How should I prepare text classification data?

Is there any chance you can give me tips on how to prepare my text classification data?

When you create a dataset you should consider two things; what data do I need and the file format.

What data do I need?
The most important part is of course to consider the problem you’re trying to solve, meaning that you should think of the future use-case in terms of: “What question will I ask my AI model?”, “What data will I send to help answering the question?” and, “What response would I like to get back?”.

The dataset you prepare should contain answers to these questions.

Let’s take a simple example of training a model to predict sentiment (positive or negative) on a piece of tex.

  • What question will I ask my AI model?
    Can you predict the sentiment of this text?
    The answers gives you a rough idea of the two parts of the dataset:
    The text (input) and the sentiment (output)
  • What data will I send to help answering the question?
    1 paragraph of text
  • What response would I like to get back?:
    The sentiment,
    —Labelled so that I can understand it; positive/negative or true/false or 1/0, etc.

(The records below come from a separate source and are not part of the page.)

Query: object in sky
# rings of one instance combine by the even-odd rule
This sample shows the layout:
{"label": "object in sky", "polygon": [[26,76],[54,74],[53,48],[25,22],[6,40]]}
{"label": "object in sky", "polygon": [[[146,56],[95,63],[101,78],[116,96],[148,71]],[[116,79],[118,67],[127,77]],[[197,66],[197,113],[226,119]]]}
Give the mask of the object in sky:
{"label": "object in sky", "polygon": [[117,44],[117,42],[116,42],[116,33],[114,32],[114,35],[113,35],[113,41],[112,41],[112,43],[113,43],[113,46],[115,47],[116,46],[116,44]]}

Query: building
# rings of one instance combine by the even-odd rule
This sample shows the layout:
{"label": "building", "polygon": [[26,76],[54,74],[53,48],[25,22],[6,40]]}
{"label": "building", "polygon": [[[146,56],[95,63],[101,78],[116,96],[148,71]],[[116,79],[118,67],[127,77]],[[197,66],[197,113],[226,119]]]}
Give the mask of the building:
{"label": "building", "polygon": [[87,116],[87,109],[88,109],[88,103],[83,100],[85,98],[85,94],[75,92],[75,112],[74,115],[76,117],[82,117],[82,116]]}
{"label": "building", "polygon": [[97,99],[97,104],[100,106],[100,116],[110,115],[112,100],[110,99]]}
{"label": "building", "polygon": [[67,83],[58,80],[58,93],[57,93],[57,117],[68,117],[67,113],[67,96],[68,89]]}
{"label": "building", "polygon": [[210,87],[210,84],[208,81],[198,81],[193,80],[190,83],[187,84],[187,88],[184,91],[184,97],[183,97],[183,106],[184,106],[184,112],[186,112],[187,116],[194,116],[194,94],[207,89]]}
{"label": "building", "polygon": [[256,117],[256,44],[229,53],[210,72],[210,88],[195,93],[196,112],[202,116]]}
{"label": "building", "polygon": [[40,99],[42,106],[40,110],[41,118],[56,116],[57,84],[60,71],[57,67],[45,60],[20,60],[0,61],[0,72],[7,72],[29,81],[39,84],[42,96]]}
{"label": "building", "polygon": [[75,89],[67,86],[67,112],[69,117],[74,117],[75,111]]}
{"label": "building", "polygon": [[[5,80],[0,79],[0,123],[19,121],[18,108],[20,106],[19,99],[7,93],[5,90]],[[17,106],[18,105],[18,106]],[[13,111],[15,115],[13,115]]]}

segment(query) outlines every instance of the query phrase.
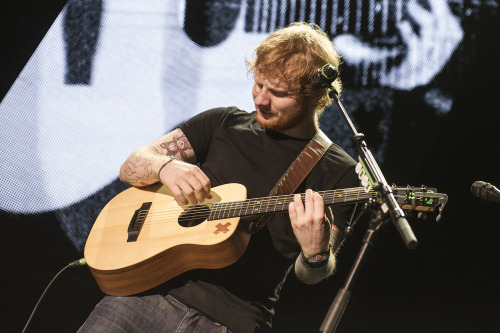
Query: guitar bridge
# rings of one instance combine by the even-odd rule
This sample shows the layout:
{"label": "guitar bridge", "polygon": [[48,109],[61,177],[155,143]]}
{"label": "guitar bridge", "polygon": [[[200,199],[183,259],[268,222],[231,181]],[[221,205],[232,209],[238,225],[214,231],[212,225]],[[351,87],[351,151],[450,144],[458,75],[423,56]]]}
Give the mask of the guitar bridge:
{"label": "guitar bridge", "polygon": [[149,208],[151,208],[152,202],[144,202],[141,208],[137,209],[130,220],[128,225],[128,238],[127,242],[135,242],[137,237],[139,237],[139,233],[141,232],[142,225],[144,224],[144,220],[146,216],[148,216]]}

Now you have the specification of your dataset!

File format
As you can read here, the file format you need to create is a CSV file. The easiest way for most is to use a spreadsheet editor (Google sheets, MS Excel or similar) and use “Save as CSV-files”.

So for the example above you should have a spreadsheet with the first column containing 1 paragraph of text, and the second column would be the true sentiment for the text on the same row.
You have to use the same notation format for all rows (you can’t mix positive/negative, with true/false)

Use a header row
Add a first row with headers, so that the platform will know what to call the different features.
When you have this, all you have to do is save it as CSV-file and upload it into the Peltarion Platform.

Remember that for a model to be trained it can only use rows without empty values, but the Platform will help you clean the dataset once you uploaded it.

Good luck!